As a new sufferer I could find little help from such a group and, in fact, it made me feel depressed, so I left it in the good hands of the society and soe of the carers. But that experience gave me an insight into the problems and needs of carers, which I put to good use o the Islington Carers Committee.
Partly to put myself more at ease and partly to make others more aware of the disease, I always inform an audience, if I am speaking in public, that I am a Parkinsons sufferer. Doing that has enabled people to come up and ask me questions or to tell me of some of their relatives who suffer from the disease. Some young women have even asked me to meet with their mothers who are sufferers and are very depressed. They hope that I can talk them out of it.
I have tried not to allow parkinsons to stop me from any activity. I walk and swim and try to remember to do some exercises each evening. When alone I do quite a lot of dancing to tapes I like, or to Top of the Pops. But I get very tired and very stiff after a lot of exertion. It can be quite painful and i have to admit I get a little depressed at times. I keep going as much as I can and on the whole it hasn't interfered too much with the way I like to live, but the future does worry me.

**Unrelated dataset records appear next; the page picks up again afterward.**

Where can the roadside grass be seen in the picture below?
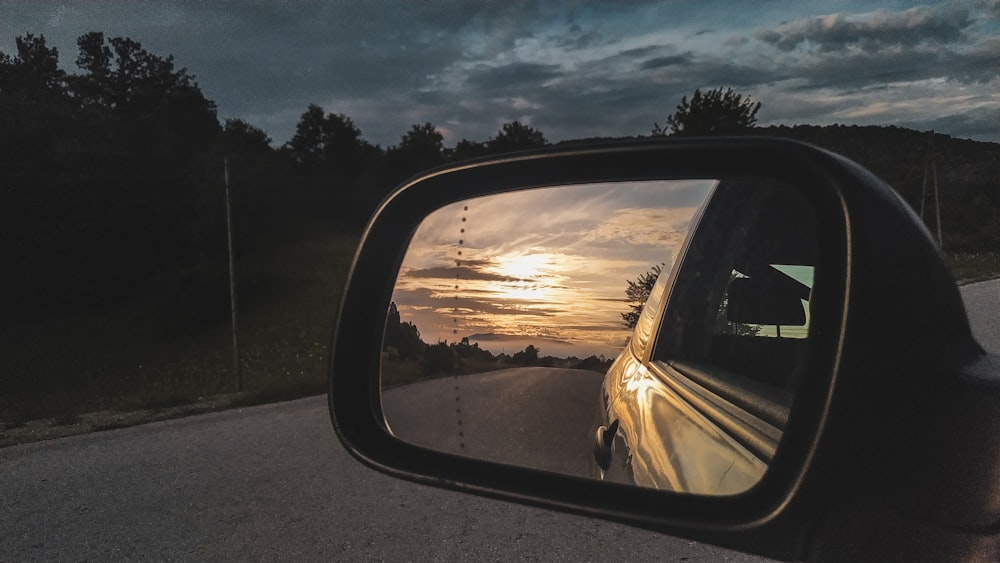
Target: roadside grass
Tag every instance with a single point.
(144, 354)
(397, 372)
(970, 268)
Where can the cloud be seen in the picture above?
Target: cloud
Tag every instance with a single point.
(879, 29)
(458, 273)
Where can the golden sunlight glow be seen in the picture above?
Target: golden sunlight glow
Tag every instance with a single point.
(546, 266)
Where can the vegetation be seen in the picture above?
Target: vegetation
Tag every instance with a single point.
(115, 287)
(637, 292)
(444, 359)
(715, 112)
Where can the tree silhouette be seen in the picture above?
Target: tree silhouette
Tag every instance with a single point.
(328, 143)
(422, 147)
(515, 136)
(637, 292)
(716, 112)
(526, 357)
(401, 336)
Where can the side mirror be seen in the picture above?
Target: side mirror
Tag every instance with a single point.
(803, 347)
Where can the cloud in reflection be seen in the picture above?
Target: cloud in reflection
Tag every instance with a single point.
(546, 267)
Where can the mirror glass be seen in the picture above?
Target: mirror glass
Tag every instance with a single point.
(524, 330)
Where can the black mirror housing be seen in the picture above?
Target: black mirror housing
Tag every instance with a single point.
(894, 337)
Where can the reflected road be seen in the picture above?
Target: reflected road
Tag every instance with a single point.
(536, 417)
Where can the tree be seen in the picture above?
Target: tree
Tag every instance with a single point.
(438, 359)
(526, 357)
(466, 149)
(422, 147)
(401, 336)
(716, 112)
(239, 137)
(637, 292)
(34, 72)
(515, 136)
(328, 142)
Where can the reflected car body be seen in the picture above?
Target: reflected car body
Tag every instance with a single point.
(704, 413)
(663, 440)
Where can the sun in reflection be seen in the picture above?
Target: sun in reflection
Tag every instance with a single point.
(525, 267)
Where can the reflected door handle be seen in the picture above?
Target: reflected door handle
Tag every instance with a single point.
(604, 440)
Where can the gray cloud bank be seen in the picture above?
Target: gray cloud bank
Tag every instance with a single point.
(571, 70)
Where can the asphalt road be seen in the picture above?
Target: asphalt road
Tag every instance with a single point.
(272, 483)
(982, 304)
(536, 417)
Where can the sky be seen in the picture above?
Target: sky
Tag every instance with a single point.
(570, 69)
(553, 277)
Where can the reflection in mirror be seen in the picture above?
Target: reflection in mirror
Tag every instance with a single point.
(515, 336)
(508, 310)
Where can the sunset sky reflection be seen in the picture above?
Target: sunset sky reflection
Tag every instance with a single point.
(546, 267)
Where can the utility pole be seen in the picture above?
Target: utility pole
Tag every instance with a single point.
(930, 169)
(237, 368)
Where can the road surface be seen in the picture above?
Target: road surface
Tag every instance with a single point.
(543, 418)
(272, 483)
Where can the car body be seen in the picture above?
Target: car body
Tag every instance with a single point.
(706, 415)
(884, 420)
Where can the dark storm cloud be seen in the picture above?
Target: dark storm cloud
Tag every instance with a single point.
(572, 70)
(460, 274)
(513, 76)
(659, 62)
(922, 24)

Recently I joined in the hospital's experiment with some different pills. Initially their control of the shake was remarkable and I was very happy despite the greater side effects of sickness, bad dreams, cramps and writhing. My friends had a good giggle when I told them what I dreamed - the nightmare was that I was in bed with a young lover and was just about to climax when the door was flung open and my two daughters appeared. My daughters tell me not to worry as they would approve not disapprove. When I asked what nightmares others had, I was told they usually dreamed of savage animals.
Now however, my body's response to that new drug is not as good as before. I realise i have to be grateful for small mercies, but it is hard to live with no real hope for a good future.

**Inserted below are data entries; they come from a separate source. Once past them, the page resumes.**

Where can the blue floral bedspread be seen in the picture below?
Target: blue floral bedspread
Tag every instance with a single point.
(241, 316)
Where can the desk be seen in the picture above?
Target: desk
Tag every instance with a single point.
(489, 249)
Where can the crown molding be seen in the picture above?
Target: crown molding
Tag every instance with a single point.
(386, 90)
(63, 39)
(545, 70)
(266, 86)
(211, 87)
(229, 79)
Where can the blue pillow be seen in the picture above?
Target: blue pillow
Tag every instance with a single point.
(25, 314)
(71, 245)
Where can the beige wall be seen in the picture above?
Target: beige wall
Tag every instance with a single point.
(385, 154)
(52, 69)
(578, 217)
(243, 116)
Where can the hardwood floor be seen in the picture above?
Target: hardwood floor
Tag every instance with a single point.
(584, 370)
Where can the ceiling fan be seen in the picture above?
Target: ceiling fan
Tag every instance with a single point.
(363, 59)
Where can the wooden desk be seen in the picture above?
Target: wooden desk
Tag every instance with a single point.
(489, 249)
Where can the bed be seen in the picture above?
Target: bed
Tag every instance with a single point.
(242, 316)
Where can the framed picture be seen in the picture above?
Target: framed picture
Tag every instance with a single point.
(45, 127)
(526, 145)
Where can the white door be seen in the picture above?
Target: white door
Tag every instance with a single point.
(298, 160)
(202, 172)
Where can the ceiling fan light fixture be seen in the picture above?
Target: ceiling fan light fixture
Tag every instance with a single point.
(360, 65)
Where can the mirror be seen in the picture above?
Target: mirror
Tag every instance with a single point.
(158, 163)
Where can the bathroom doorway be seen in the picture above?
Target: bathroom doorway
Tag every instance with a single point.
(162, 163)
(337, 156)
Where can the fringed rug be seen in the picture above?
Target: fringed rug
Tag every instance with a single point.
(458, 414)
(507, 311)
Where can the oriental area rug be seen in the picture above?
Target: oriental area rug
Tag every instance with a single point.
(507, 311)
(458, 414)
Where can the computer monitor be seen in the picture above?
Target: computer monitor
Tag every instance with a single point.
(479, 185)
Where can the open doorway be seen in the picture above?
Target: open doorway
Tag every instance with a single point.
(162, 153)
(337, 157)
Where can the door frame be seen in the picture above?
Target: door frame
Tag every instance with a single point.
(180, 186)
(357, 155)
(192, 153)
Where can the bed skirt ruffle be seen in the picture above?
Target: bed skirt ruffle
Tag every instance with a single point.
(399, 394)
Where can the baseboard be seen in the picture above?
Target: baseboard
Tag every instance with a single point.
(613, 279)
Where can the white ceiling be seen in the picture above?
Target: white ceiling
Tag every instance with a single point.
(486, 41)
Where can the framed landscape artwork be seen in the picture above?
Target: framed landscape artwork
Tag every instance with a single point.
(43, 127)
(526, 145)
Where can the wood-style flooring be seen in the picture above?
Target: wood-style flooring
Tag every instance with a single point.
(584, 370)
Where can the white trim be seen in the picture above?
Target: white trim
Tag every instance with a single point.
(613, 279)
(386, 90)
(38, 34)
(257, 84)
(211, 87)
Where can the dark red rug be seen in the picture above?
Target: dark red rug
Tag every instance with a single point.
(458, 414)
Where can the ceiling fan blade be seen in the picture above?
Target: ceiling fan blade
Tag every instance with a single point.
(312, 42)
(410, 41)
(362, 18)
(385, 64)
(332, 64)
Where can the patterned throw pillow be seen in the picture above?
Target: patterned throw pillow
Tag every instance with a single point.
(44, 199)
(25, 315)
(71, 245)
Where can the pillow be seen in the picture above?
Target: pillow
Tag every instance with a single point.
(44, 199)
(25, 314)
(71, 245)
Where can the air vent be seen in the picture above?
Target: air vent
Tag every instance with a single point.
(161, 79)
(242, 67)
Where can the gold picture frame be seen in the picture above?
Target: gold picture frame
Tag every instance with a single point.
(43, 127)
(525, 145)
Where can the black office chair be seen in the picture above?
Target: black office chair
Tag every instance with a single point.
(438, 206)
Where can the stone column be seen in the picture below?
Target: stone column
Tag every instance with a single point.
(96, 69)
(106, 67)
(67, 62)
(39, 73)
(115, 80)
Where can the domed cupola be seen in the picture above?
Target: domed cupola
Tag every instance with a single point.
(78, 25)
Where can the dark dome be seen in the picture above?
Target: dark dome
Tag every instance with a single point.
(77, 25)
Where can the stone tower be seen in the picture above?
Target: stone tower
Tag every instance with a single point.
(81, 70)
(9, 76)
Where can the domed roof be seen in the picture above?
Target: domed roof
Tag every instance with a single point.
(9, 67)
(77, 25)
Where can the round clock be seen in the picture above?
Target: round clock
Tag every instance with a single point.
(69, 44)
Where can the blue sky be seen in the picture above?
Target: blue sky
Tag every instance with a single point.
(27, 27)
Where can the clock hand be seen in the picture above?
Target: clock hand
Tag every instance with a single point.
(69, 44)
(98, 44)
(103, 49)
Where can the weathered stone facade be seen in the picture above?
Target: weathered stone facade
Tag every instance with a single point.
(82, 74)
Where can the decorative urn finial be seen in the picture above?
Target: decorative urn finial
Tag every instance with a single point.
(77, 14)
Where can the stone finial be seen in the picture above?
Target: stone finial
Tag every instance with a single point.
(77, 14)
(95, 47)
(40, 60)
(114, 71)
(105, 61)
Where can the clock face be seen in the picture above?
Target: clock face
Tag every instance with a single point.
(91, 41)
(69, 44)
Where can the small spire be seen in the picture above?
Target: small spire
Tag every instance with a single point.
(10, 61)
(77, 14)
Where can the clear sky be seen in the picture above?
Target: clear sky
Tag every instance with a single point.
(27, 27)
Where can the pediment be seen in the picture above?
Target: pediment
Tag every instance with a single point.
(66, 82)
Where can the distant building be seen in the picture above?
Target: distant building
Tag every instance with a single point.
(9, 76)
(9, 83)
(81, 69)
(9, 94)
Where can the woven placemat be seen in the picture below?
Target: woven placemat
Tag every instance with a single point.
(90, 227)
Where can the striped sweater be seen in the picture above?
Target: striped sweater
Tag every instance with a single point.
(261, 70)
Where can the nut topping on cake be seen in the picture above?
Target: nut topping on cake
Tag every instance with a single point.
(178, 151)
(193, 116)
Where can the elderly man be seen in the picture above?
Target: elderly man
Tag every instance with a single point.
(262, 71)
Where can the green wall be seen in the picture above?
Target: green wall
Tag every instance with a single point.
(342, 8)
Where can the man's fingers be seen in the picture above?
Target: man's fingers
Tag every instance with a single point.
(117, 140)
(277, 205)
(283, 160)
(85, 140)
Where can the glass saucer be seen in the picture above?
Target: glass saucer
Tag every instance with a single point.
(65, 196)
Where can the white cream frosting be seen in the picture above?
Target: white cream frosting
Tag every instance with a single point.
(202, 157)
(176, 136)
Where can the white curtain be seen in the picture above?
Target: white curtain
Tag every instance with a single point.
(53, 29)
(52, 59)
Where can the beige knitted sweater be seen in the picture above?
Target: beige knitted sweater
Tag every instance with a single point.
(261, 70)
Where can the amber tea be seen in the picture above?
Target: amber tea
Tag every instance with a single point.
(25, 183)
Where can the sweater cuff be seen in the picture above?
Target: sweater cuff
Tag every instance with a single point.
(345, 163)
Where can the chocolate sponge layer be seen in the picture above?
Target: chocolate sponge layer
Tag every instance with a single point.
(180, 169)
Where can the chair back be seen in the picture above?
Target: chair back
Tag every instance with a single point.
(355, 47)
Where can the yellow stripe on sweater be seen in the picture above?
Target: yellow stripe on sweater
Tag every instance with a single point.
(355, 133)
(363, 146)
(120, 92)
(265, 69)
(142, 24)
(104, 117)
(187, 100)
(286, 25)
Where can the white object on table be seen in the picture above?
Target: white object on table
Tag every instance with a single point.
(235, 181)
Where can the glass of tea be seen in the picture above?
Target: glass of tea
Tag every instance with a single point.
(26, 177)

No hope? Well, people are always trying to comfort me with tales of new cures being found and alternative treatments that can help. The one thing that the doctors and consultants have made me understand is that they know very little about Parkinsons and that each sufferer is unique in syptoms and response to treatment. In general medicine is a hit and miss business, not an exact science. They do not even know the cause of Parkinsons, though they now think it may be environmental.
The pills they give me try to replace the natural dopamine lost to my body through certain brain cells dying. That controls some of the symptoms but does nothing to stop the disease's course. I am lucky in that my deterioration is slow. However, there is one treatment suggested for the terrible cramps I suffer which I can approve of. Quinine is the prescription but the doctor says that tonic water is the best form to take it in - and especially with a little Gin in it. Can't be bad.

[Comment from Sue - Zelda carried on coping with the disease into her late seventies but increasingly fell over, often injuring herself badly. The pills she took brought on hallucinations and her mental health began to suffer. She moved for a while to live with my sister Joan, and then with her friend Stan, but they both realised that the unequal struggle of caring for her, when she barely slept at night and could not tell hallucination from reality, was beyond them. With great regret, we found a residential care home for her in 2005 and she ended her days there.]